In the present case, chemical was poured on the face of Sujata. As per the evidence of PW 10 Dr. Archana, the percentage of burns was 5% on face, 2% on neck and 3% on right upper limb that is in all 10% burn injuries on the portion of her body. PW 10 Dr. Archana has not opined that these injuries would have resulted into death if they are not treated. Hence, we bring down the charge to the lesser degree i.e. from Section 307 to Section 326 of IPC. Section 326 is about voluntarily causing grievous hurt by dangerous weapons or means. The word 'grievous hurt' is defined in Section 320 of IPC. The relevant portion of this Section is - Sixthly i.e permanent disfiguration of the head or face. This case is directly falling under Section 320 - Grievous hurt - Sixthly permanent disfiguration of the head or face by pouring chemical. Thus, the offence is proved under Section 326 of IPC. 15. Mr. Patil has prayed for leniency.
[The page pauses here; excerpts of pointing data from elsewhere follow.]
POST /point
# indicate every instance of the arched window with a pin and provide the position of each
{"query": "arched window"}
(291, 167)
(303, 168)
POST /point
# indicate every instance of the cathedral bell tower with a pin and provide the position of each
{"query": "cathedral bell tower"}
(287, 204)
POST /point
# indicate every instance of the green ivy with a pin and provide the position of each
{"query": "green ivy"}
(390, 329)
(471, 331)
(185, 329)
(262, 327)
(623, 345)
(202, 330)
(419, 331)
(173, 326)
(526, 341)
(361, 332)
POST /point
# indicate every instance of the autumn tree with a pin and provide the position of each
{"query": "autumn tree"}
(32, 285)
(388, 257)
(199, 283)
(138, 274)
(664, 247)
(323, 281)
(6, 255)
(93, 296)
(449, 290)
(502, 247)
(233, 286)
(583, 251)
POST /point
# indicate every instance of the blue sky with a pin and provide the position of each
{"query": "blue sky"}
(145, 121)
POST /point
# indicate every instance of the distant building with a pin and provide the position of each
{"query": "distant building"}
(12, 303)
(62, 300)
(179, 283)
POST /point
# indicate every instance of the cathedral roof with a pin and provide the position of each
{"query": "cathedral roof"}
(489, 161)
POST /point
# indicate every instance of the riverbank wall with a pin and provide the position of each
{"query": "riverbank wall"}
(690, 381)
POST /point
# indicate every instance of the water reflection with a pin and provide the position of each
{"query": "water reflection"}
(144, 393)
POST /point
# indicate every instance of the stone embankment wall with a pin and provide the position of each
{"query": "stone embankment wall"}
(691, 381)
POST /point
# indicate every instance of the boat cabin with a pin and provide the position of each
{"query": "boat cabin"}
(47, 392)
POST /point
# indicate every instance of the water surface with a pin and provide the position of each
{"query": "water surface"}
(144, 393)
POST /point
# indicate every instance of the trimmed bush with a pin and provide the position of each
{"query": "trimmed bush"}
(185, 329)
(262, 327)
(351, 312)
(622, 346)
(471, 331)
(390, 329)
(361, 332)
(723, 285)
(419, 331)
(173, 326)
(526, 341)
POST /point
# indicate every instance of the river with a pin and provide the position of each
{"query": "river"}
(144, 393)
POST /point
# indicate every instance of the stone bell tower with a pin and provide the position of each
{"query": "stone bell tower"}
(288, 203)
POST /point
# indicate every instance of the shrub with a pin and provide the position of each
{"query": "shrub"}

It is submitted that the appellant is the only earning member of the family and has to shoulder responsibility of one daughter. 16. We are not inclined to reduce the sentence though we have reduced the offence to the lesser degree i.e. from Section 307 to Section 326 of IPC. Considering the gravity of the offence and the nature of the offence, we maintain the sentence imposed on the appellant which is a maximum punishment under Section 326 of the IPC, hence, the appeal is dismissed. 17. Office to communicate this order to the concerned prison Authorities and to the appellant who is in jail. Appeal dismissed.